Friday, February 13, 2004

And the days and the weeks keep counting down. It just doesn't stop. It's been counting down for a loooooooong, long time now. End of second week of February. End of third week of practice period.

Do I give notice on my apartment come the last week of February. Do I get rid of my stuff all through March and enter the monastery? Do I pack up and go back to New Jersey? Do I continue in cruise control in perpetuity, waiting to the last minute and then flipping a coin?

Do I even reach the end of February? Or the end of March? Does the trail pitter out, fade to white, like the end of The Unbearable Lightness of Being (the movie)? I get scared. I get attached. I feel the push and the pull, pushed and pulled.

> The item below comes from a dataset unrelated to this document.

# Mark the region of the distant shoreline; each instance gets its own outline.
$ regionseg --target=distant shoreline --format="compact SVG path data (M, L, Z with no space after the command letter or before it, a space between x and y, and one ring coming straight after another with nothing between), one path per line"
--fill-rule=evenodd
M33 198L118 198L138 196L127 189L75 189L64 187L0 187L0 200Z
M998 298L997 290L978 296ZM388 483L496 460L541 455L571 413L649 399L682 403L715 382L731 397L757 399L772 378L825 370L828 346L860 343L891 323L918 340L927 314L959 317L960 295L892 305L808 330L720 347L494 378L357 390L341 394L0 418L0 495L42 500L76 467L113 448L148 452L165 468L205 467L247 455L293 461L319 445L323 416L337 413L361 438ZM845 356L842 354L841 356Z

What if I give in and live, instead of give in and die?

It's the same wall. It doesn't change a thing. Why the attachment to living? I don't think otherwise it's an attachment to dying, it's more impulse or intuition. I imagine how freeing it would be just to let myself live, get these ideas of leaving out and away, once and for all, and . . . live another how many more decades and die anyway?

Why not now? Why later? I've never lived my life to live for the later. I've lived my life to die, well, just about now-ish. And thus, this wall. The moment is a masterpiece, the weight of indecision's in the air.

It's the 200 years later theory. What will it matter in 200 years, so don't waste time glombing and gloombing and lolling around in the negative if I don't want to. My parents will die, too, hopefully a little shocked to find that shit happens and some things money can't take care of, family will die and pass, friends will pass.

With luck, we can hope to become someone's memories, and from someone's memories we can become someone's stories, and from someone's stories we can be someone's curiosity.

No, living is not a solution to this puzzle. Life is a koan, a puzzle that can't be solved with linear, logical, normative thinking. Solving it requires releasing this grasp and attachment to this matrix, this structure of forms and thoughts. Spirituality doesn't provide answers. Science doesn't provide answers. But they point in resonant directions. And in the swirl of theory and intuition, there's me and my own decisions.

No solutions, no end to the path. In my belief system, I will come back to continue the journey, hopefully with a similar intuition to pick up on the trail where I got stuck in this life and move further along on it. Perhaps with a little less attachments. Perhaps more. Perhaps more struggle. Whatever works.

And if I'm completely wrong, and killing myself is karmically equal to killing another person regardless of the circumstances and situation? I'll have to jump off that bridge when I get to it.